Morta ieri a 96 la regina d’Inghilterra. Il suo ruolo fortemente intrecciato con la confessione anglicana, con cariche da lei vissute in maniera non puramente simbolica.
Elisabetta II d’Inghilterra, la monarca più longeva della storia in Gran Bretagna e capo titolare della Chiesa d’Inghilterra, è morta giovedì 8 settembre al Castello di Balmoral in Scozia all’età di 96 anni. Salì al trono nel 1952, ma aveva dedicato la sua vita al servizio della nazione già sei anni prima, quando era una principessa di 21 anni, nel suo primo discorso pubblico alla nazione, pronunciato dal Sud Africa: «Dichiaro innanzi a tutti voi che la mia intera vita, sia essa lunga o breve, sarà dedicata al vostro servizio e al servizio della grande famiglia imperiale alla quale tutti apparteniamo. Dio mi aiuti a mantenere il mio voto».
Quando Elisabetta fu incoronata, dopo il padre Giorgio VI, la Gran Bretagna si stava ancora riprendendo dalla Seconda Guerra Mondiale e dai pesanti bombardamenti subiti sulle sue città; Winston Churchill era primo ministro e il Paese aveva ancora un impero. L’incoronazione della giovane regina suggeriva una nuova era, come indicavano i milioni di televisori acquistati per assistere alla trasmissione in diretta della cerimonia dall’Abbazia di Westminster a Londra.
Ma l’incoronazione stessa era intrisa di tradizione e confermava l’intreccio tra monarchia e religione. La cerimonia, che risale a più di mille anni fa, prevede l’unzione del monarca, che si impegna con il popolo attraverso promesse sacre. Una di queste, quella di sostenere la religione protestante, ricorda anche le divisioni religiose del passato più prossimo.
Anche i due titoli di Difensore della Fede e Governatore Supremo della Chiesa d’Inghilterra, conferiti alla regina al momento della sua ascesa al trono, devono la loro esistenza alla storia della Riforma. Il primo fu attribuito per la prima volta a Enrico VIII da papa Leone X riconoscente per il contrasto del monarca agli insegnamenti di Martin Lutero. Enrico conservò il titolo come una sorta di sfida al papato anche dopo aver rotto con Roma, prima con Clemente VII e poi con Paolo III, per dichiararsi capo della nuova Chiesa d’Inghilterra, scismatica dal cattolicesimo.
Sua figlia, la prima Elisabetta, si autoproclamò Governatore Supremo della Chiesa d’Inghilterra, affermando che Gesù Cristo ne era il capo. Ancora oggi, il monarca britannico mantiene l’autorità costituzionale nella Chiesa istituita, ma non la governa. La moderna Elisabetta lasciava questo compito ai vescovi, anche se si rivolgeva ai sinodi generali e manteneva un ruolo di ascolto e guida del suo primate, l’arcivescovo di Canterbury.
Ier l’attuale arcivescovo di Canterbury Justin Welby ha rilasciato una dichiarazione in cui ha evidenziato i «segni di una fede cristiana profondamente radicata» nella vita della regina: il suo coraggio anche quando ha pianto il marito, il principe Filippo, duca di Edimburgo, morto nell’aprile del 2021; il suo ricordare nei giorni più bui della pandemia COVID-19 che le tenebre non possono vincere la luce; il servizio al «suo popolo e al suo Dio».
«Come fedele discepola cristiana, e anche Governatore Supremo della Chiesa d’Inghilterra, ha vissuto la sua fede ogni giorno della sua vita. La sua fiducia in Dio e il suo profondo amore per Dio erano fondamentali nel modo in cui conduceva la sua vita – ora per ora, giorno per giorno», ha scritto Welby.
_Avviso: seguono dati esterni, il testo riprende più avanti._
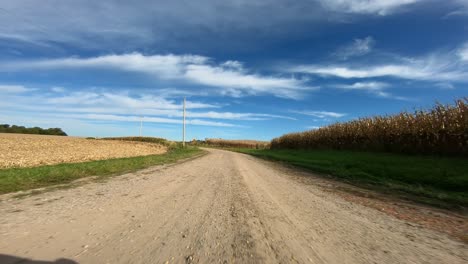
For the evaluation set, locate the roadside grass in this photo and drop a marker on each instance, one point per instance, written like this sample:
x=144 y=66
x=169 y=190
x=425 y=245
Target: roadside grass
x=19 y=179
x=440 y=181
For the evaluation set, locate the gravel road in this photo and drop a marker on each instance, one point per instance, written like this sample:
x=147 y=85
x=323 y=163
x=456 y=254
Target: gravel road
x=223 y=207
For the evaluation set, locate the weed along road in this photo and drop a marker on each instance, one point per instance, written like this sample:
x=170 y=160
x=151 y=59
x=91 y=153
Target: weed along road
x=223 y=207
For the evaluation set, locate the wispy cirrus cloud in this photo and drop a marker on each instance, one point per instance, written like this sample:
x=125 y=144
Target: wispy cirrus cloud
x=230 y=77
x=319 y=114
x=11 y=89
x=106 y=106
x=448 y=66
x=375 y=88
x=104 y=24
x=378 y=7
x=463 y=51
x=358 y=47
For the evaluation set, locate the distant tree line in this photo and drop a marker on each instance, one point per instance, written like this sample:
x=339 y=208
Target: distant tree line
x=5 y=128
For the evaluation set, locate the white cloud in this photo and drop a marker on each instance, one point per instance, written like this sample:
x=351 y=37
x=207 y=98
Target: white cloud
x=463 y=52
x=372 y=86
x=320 y=114
x=379 y=7
x=121 y=107
x=376 y=88
x=239 y=83
x=229 y=77
x=106 y=25
x=14 y=89
x=359 y=47
x=437 y=66
x=57 y=89
x=399 y=71
x=445 y=85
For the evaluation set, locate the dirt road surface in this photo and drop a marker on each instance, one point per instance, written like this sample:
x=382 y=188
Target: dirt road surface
x=223 y=207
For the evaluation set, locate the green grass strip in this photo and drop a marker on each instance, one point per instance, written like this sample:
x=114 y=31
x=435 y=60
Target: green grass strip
x=18 y=179
x=439 y=181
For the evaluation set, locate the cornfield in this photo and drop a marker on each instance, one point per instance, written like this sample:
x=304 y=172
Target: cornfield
x=440 y=130
x=224 y=143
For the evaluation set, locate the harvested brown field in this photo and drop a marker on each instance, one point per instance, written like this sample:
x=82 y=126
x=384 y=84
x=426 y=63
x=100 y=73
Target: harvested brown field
x=20 y=150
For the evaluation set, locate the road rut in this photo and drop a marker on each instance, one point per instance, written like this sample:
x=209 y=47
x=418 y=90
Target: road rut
x=224 y=207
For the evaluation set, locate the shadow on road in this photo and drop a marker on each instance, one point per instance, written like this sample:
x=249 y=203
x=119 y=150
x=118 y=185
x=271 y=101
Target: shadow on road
x=7 y=259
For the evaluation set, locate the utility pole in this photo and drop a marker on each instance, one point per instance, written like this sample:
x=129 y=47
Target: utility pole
x=141 y=124
x=183 y=129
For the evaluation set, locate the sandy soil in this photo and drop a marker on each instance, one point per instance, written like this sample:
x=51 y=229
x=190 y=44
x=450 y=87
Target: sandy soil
x=221 y=208
x=20 y=150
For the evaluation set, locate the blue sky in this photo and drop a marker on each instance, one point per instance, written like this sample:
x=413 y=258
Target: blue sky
x=249 y=69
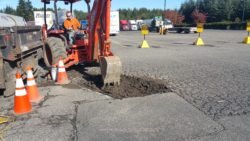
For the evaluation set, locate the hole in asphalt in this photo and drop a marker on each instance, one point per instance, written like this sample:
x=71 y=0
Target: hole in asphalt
x=128 y=45
x=130 y=86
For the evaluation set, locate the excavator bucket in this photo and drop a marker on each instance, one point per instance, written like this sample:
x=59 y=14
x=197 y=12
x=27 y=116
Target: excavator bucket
x=111 y=69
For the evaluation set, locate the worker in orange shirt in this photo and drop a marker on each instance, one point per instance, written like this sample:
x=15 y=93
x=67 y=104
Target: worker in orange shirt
x=72 y=25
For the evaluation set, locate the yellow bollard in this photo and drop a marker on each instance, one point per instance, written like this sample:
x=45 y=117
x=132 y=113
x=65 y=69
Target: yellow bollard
x=144 y=32
x=247 y=39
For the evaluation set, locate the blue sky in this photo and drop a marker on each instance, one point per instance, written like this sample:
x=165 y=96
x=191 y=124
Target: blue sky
x=116 y=4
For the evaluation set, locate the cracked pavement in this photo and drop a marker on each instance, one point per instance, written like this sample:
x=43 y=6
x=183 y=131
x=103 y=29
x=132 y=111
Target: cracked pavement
x=210 y=102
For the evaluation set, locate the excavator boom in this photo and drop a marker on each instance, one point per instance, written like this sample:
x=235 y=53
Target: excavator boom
x=100 y=44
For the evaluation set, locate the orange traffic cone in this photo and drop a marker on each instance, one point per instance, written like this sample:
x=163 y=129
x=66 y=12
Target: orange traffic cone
x=32 y=90
x=62 y=77
x=21 y=99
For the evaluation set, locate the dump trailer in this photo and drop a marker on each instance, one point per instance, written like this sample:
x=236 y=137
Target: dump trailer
x=20 y=47
x=124 y=26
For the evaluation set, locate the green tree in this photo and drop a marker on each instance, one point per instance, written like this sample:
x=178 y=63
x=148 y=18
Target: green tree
x=25 y=10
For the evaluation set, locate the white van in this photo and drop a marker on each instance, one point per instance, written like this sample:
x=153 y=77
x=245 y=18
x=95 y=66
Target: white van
x=114 y=23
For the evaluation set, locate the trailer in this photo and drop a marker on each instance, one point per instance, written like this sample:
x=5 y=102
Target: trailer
x=21 y=47
x=124 y=26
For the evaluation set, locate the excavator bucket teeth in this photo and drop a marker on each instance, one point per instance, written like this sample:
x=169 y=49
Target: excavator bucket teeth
x=111 y=69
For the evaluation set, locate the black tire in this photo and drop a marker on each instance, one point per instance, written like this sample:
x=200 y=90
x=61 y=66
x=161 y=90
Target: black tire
x=54 y=50
x=10 y=70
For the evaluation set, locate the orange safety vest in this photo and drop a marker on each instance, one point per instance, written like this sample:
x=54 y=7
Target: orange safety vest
x=73 y=23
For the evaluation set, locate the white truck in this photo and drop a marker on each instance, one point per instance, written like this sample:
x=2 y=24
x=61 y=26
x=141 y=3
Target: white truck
x=39 y=18
x=133 y=25
x=155 y=24
x=114 y=23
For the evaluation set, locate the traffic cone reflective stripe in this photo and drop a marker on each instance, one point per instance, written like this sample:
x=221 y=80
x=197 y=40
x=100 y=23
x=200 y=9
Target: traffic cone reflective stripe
x=21 y=99
x=33 y=92
x=62 y=77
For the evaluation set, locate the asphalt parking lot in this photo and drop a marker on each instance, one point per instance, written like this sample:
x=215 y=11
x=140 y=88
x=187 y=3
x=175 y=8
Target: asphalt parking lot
x=214 y=78
x=209 y=98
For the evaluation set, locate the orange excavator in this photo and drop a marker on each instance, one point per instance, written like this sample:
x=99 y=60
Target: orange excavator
x=90 y=46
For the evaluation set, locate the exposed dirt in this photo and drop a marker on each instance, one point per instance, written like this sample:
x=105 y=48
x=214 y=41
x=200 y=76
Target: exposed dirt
x=130 y=86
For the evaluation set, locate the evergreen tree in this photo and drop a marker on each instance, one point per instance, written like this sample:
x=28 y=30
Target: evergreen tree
x=9 y=10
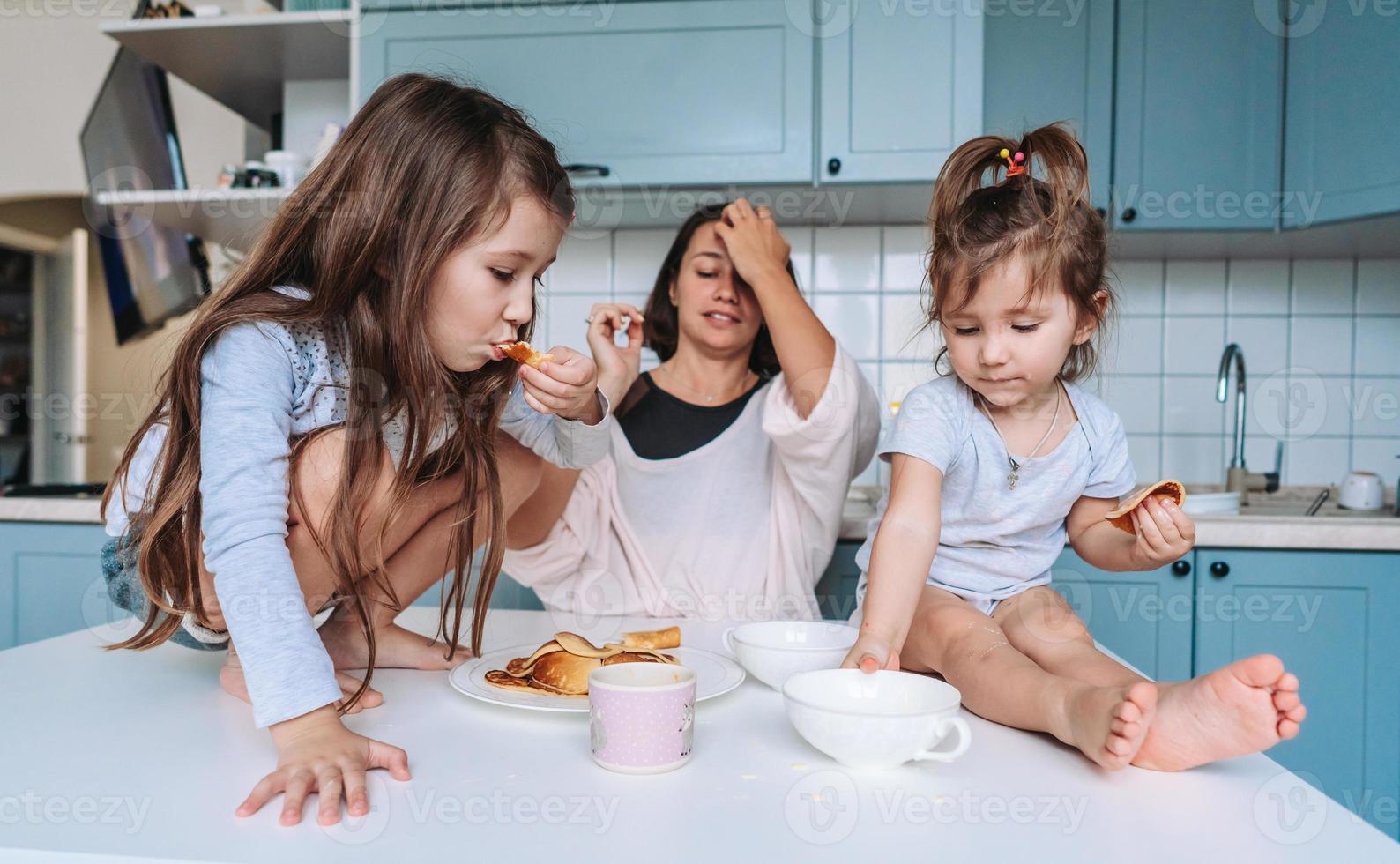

Sebbene il titolo di Difensore della Fede sia stato un titolo ereditario e poco più, Elisabetta II lo ha accolto e negli ultimi anni lo ha fatto suo, parlando apertamente della sua fede e spiegando come essa abbia costituito la struttura della sua vita.
Lo ha fatto soprattutto attraverso il suo messaggio annuale di Natale, una tradizione iniziata da suo nonno, Giorgio V, nel 1932, e continuata da suo padre: «Per me gli insegnamenti di Cristo e la mia personale responsabilità di fronte a Dio costituiscono il quadro in cui cerco di condurre la mia vita. Io, come molti di voi, ho tratto grande conforto nei momenti difficili dalle parole e dall’esempio di Cristo».